Build the Drone Wall – but make it a dome

By Robert Brüll, CEO at FibreCoat

NATO allies are pressing ahead with a so-called ‘drone wall’ along Europe’s eastern flank. The plan, announced after months of rising tension, and culminating in Russian ‘hybrid attacks’ on Denmark and Germany, as well as Latvia, Norway, Poland, Bulgaria, Romania and Estonia, would see a chain of drones, radars, and jammers guarding the borders from the Baltic to the Black Sea. It would be digital defence against Russian threats.

It sounds bold, even visionary: a truly twenty-first century defence system. But unless such a wall is built to be adaptable, and in fact looks less like a wall than a dome, it risks being outdated in a matter of months. Drone warfare, now central to conflict, is evolving more quickly than any other front in modern combat. Just days ago, Copenhagen’s main airport was forced to shut down after rogue drones breached its airspace. The result was grounded flights and stranded passengers. That disruption was just a glimpse of how a single unmanned craft can paralyse a city.

It’s strange to think that drones were seen primarily as toys not that long ago. The latest drones are something very different. They can fly without GPS, slipping past jammers. They can run on AI alone and use highly computerised vision to lock onto targets. They can swarm in packs to overwhelm air defences. When I was in Ukraine just last month, I saw drones carrying AK-47s, flying around without human help, hunting Russian soldiers. It was like something out of science-fiction. And to finish this picture off, many drones are disposable, costing less than a single anti-drone missile. A ‘wall’ of sensors and interceptors without the ability to update themselves will not be able to resist these threats. I say this as someone whose company creates systems capable of counteracting high-energy pulse microwaves and EMP attacks against drones, as well as other countermeasures.

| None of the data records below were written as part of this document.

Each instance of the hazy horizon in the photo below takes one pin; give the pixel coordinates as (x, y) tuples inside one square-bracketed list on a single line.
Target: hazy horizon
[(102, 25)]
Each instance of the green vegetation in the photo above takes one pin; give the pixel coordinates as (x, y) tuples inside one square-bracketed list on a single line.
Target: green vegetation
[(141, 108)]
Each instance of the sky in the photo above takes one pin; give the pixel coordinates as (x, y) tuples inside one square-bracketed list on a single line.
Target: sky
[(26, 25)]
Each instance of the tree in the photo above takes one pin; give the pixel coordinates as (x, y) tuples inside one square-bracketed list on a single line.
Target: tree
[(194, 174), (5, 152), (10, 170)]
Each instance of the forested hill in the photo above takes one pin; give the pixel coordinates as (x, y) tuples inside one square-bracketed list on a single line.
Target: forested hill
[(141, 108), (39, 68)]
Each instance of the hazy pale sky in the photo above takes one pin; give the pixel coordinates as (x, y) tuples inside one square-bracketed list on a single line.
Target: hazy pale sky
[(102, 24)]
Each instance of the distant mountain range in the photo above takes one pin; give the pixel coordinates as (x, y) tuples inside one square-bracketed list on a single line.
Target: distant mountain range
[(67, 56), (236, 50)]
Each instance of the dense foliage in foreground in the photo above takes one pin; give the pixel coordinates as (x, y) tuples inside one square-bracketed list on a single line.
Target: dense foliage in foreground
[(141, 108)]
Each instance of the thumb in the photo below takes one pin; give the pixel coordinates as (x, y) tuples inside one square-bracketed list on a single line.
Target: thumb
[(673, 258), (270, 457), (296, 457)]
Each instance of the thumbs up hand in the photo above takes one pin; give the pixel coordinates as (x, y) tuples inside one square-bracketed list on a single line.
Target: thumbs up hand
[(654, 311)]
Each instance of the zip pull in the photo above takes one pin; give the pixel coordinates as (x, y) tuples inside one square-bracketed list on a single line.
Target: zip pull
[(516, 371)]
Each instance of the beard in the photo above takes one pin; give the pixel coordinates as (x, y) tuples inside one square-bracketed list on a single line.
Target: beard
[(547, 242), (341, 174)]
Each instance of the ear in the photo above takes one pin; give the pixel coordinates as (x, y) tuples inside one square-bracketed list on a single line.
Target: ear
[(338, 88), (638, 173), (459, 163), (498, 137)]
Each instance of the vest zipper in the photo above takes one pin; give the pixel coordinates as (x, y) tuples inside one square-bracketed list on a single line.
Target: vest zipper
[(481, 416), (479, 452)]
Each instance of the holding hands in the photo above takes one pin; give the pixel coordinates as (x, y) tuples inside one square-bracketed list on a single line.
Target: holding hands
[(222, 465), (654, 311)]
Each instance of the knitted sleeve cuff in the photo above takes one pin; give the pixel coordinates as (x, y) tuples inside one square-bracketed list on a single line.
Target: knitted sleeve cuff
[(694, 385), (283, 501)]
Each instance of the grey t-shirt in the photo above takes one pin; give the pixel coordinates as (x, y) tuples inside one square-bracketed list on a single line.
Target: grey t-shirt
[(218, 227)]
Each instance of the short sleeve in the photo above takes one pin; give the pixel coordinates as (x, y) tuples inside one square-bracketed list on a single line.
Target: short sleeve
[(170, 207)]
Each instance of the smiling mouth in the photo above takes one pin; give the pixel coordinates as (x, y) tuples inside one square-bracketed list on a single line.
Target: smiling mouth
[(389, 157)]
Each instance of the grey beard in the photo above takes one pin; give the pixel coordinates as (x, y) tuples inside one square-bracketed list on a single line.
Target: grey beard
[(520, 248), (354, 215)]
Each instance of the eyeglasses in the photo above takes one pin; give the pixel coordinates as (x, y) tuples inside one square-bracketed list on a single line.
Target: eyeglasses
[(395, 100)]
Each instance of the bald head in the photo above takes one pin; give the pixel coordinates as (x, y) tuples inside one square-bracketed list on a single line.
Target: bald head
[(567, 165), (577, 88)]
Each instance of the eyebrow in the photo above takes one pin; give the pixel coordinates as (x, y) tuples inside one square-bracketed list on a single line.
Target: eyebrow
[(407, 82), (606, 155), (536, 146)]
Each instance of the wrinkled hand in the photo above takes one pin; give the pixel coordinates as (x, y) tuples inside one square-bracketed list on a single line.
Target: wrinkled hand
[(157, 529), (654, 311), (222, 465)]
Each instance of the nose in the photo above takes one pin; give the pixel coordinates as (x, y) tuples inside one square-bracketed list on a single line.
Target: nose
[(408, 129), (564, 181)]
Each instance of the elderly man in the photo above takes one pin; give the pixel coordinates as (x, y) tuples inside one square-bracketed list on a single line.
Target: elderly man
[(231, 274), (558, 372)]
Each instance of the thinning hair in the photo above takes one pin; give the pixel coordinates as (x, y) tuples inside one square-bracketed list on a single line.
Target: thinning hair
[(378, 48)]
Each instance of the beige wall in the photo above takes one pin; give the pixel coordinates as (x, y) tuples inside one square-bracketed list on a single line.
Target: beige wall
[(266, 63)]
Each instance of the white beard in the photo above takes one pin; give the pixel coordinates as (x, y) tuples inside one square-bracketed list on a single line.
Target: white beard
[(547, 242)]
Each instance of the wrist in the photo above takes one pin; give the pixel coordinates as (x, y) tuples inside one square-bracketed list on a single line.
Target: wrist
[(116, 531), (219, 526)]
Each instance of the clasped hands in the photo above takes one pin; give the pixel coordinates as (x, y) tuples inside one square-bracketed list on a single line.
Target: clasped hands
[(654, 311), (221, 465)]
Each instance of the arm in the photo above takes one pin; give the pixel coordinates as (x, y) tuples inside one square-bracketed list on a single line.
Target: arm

What makes this situation more complicated is that much of the technology used in and for drones does not come from NATO countries. A vast share of the commercial drones now in European skies are built with Chinese hardware and software. NATO forces are therefore dependent on supply chains that do not answer to our allies. That reliance is already a weakness, and could become more of one as time passes. It’s in part why the White House has started to review export controls, some decades old, restricting the sale of advanced American unmanned systems to its allies. There is a widespread sense, in short, that drone technology is developing at a rapid rate, that no war can realistically be fought effectively without them, and the wrong people have much too much control over the NATO drone supply chain.

One solution for the European NATO members would be to make sure that some of the billions guaranteed by the 5 per cent of GDP pledge gets to the fastest, most innovative companies building the future of aerial warfare. This is what happens in Ukraine: young engineers are empowered to build drone technology, and designs are tested, broken, refined in line with feedback from the frontline, and flown again within weeks. The result is a stream of cheap, lethal, and ever-evolving drones that keep pace with Russian countermeasures. Yet in Europe, defence money still flows to legacy contractors building long-cycle platforms. That has to change.

A truly resilient Europe will not just have a state-of-the-art drone fleet of its own – a system of drones that can work together to make a defensive screen. It will have something more like a dome, made up of drones flying in patrols, linked by sensors, able to detect, track, and intercept threats. The reason it has to be a dome is because a ‘wall’ would only work against direct drone attacks, and that’s not the reality of drone warfare in 2025. Drones can pop up anywhere, at any time, hidden on trucks or underwater, or even being dropped from space. The goal of building a ‘drone wall’ really betrays a 20th century understanding of warfare that’s no longer applicable to our situation. What we need is a shield over Europe, protecting critical infrastructure in the first instance, and then expanding. It can’t be designed according to yesterday’s principles of defence innovation and procurement, or it will have no chance against tomorrow’s drones. Start-ups and engineers must be empowered to lead in drone innovation and build this drone dome quickly. What we don’t want is a Maginot line in the sky: costly, able to give some peace of mind, impressive in theory – but useless in practice when the real test comes.

There are many lessons to draw from the conflict in Ukraine. One is that technology can make a much smaller force punch well above its weight. Another is that the best innovators are young, energetic, and ambitious risk–takers, and they should be let off the leash. But a third – one that friends in Ukraine have explicitly told me – is that it’s only thanks to the conditions and tradition of openness and freedom that every Westerner takes for granted that innovators can do what they do best and build the future. That kind of culture is what, at least in theory, NATO wants to defend. It’s by taking advantage of that culture that we can develop a drone drome sophisticated enough to protect European airspace today, tomorrow, and ten years from now.

Robert Brüll, CEO at FibreCoat. FibreCoat creates ultra-resistant materials used for dummy tanks and decoy ships, spacecraft, chaff for fighter jets, and more. The company supplies NATO and allied forces across Europe.